I have attempted to clarify the privacy policy: http://nationstatesplusplus.net/privacy

The two top sections are what has changed.

What information do we collect?
NationStates++ collects various public statistics about your nation(s) on the NationStates website. In addition, when you install the browser extension, or use NationStates++ websites or services, we may collect the IP address, browser user-agent, http-referrer and other various browser-metadata that your browser automatically sends. In addition, NationStates++ may collect IP address, and all aforementioned information on every page you visit on nationstates.net, and NationStates subdomains. Private nationstates.net settings and login credentials (including, but not limited to, email addresses and passwords) are not collected.
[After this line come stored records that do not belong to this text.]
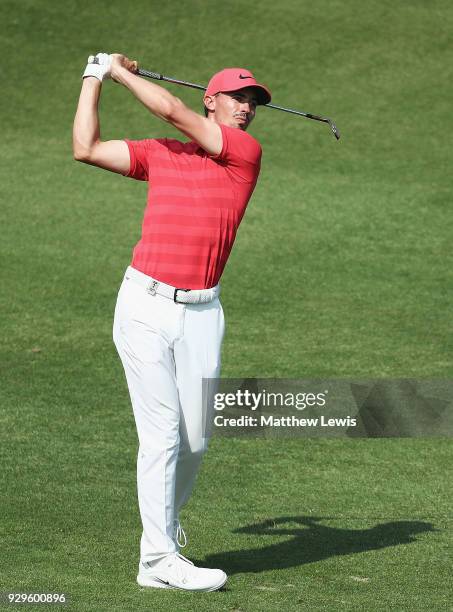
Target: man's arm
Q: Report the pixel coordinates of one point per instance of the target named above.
(164, 105)
(87, 147)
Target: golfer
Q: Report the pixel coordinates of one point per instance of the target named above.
(169, 324)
What information do we retain?
NationStates++ does not retain or store IP addresses, browser user-agent, http-referrer and other various browser-metadata except for the purposes of analysing errors. At maximum, these may be kept for as long as 30 days for these purposes before being deleted. Specifically, this information is only retained if something unexpected occurred with your request, and a 40x or 50x http response code to your request was returned. Successful requests and associated metadata are not retained for any period of time.

Publicly available information about your nation, including its name, various national statistics, actions throughout the game, and public game knowledge may be recorded and stored permanently. In addition, the last time you used NationStates++, as well as your actions within the extension, website, and services may also be recorded and stored permanently.